X introduced creator monetization with a revenue sharing program that sounded straightforward at launch: post content, earn from the ad revenue generated by impressions on your posts. The actual structure is more layered. Between the decision to monetize on X and the first meaningful payout sits a set of requirements that most X users — including those with sizable followings — have not cleared.
X revenue sharing requires an X Premium subscription to access. It requires a verified account. It counts only impressions from other X Premium subscribers toward the revenue calculation — organic impressions from free-tier users generate no ad revenue share. A creator who pays for X Premium and has 100,000 followers generates ad revenue only from the impressions received from the fraction of those followers who are also paying X Premium subscribers.
How X Monetization Actually Works
The path to earning ad revenue on X starts with subscribing to X Premium — a monthly fee that currently runs between $8 and $16 depending on the subscription tier and region. Verification (the checkmark) comes with the subscription. Once subscribed and meeting the follower and impression thresholds X sets for revenue sharing eligibility, the account becomes eligible to apply. Approval is not automatic.

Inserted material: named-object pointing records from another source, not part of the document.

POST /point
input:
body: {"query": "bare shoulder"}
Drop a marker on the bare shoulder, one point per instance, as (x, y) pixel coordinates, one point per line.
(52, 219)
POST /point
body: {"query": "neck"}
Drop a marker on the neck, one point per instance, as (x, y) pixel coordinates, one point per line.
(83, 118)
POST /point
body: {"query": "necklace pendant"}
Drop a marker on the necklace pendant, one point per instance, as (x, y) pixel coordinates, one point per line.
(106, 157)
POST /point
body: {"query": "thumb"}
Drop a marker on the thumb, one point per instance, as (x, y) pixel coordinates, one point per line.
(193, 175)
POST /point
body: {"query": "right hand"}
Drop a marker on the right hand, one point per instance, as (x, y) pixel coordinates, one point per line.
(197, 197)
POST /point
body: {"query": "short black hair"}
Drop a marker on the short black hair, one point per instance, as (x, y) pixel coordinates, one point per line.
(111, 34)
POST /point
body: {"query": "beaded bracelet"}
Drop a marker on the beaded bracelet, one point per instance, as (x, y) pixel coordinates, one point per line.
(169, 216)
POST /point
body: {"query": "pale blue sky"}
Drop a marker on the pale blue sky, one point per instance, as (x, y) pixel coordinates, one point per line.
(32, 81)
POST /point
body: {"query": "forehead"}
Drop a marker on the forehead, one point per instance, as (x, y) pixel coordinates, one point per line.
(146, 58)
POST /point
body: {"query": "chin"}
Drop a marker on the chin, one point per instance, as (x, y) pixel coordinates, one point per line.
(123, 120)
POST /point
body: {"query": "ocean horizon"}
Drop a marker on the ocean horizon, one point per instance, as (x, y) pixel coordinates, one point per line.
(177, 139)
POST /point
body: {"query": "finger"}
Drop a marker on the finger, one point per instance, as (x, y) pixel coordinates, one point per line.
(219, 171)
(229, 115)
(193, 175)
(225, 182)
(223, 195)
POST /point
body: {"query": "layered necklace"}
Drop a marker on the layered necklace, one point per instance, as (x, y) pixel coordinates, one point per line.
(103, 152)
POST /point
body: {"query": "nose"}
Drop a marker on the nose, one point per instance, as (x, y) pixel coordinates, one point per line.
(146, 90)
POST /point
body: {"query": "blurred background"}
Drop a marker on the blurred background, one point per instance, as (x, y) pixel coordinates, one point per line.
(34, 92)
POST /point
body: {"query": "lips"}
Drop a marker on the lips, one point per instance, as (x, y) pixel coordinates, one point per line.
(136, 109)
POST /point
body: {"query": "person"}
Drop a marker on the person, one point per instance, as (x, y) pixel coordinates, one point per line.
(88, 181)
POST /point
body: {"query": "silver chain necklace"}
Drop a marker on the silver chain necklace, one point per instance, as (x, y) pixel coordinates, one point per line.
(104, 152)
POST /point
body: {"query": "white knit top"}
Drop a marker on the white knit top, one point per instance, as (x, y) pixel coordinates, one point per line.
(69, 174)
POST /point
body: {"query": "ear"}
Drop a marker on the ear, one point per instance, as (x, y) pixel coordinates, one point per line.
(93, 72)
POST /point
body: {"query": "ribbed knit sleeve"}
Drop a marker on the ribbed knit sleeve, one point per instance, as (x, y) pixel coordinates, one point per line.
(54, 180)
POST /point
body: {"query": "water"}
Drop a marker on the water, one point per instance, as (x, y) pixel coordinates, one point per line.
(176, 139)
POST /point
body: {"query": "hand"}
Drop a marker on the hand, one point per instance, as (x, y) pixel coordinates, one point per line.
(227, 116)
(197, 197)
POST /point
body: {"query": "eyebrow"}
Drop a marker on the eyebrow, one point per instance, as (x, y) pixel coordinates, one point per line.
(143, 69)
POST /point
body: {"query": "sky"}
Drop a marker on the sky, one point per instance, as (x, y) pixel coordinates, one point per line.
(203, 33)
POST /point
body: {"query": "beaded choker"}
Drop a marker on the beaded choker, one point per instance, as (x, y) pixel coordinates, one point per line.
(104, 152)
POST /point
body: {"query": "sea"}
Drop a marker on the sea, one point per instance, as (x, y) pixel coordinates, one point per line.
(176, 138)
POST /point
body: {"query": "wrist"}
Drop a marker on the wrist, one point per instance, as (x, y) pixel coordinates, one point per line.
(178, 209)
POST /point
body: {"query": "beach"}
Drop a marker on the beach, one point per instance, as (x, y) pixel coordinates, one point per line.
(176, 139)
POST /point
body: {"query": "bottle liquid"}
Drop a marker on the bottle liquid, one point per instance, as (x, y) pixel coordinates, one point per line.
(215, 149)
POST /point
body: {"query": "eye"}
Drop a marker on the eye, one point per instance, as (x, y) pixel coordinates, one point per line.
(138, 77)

Once approved, the revenue calculation applies only to impressions from other X Premium subscribers viewing the creator's posts. On a platform where the majority of users remain on the free tier, the addressable impression pool for revenue purposes is a fraction of the total. A creator with 500,000 followers may find that a small percentage of them are paying subscribers, and that the ad revenue generated by those impressions translates to a monthly payout that requires a significant amount of content and engagement to move past a few hundred dollars.
The platform's direction under its current ownership has also introduced unpredictability into the monetization environment — algorithm changes, policy updates, and shifts in what content receives distribution have been more frequent and less predictable than on other major platforms. Creators who build their income model around X algorithm behavior are building on foundations that have demonstrated a willingness to shift without notice.
What Bitok Arena Earns From Instead
Bitok Arena requires no subscription fee to access. There is no premium tier that determines whether your participation generates revenue. There is no verification requirement, no follower threshold, and no impression pool calculation that converts your activity into a fraction of what it would otherwise be worth. You commit Bitcoin, your address ranks on the leaderboard by total committed, and the prize pool is split among the top three at round close.
The income mechanism has no intermediary layer between your input and the result. No platform takes a share based on who among its users chose to pay for premium access. No algorithm weights your position against others based on engagement scores that fluctuate daily. The leaderboard reads BTC committed from on-chain data. The result is the result.
X asks you to pay to earn from the people who pay to be there. Bitok Arena asks you to commit Bitcoin to earn from a prize pool visible before you commit anything. One model charges you for access to a monetization feature and then pays back a fraction depending on what its paying subscribers do. The other puts the prize pool on the leaderboard and lets you decide whether it is worth entering.
For the person who uses X extensively, has a following, and wants to extract value from it — sponsored content and audience development remain the realistic X income path. For the person who has Bitcoin and wants a result that does not depend on X Premium subscribers choosing to read their content, the path to the leaderboard is shorter than the path to X monetization eligibility.
X monetization depends on how many paying subscribers see your posts. Bitok Arena depends on how much Bitcoin you committed relative to others. One earns from algorithmic distribution of impressions among a subset of your audience. The other earns from a leaderboard that reads the blockchain.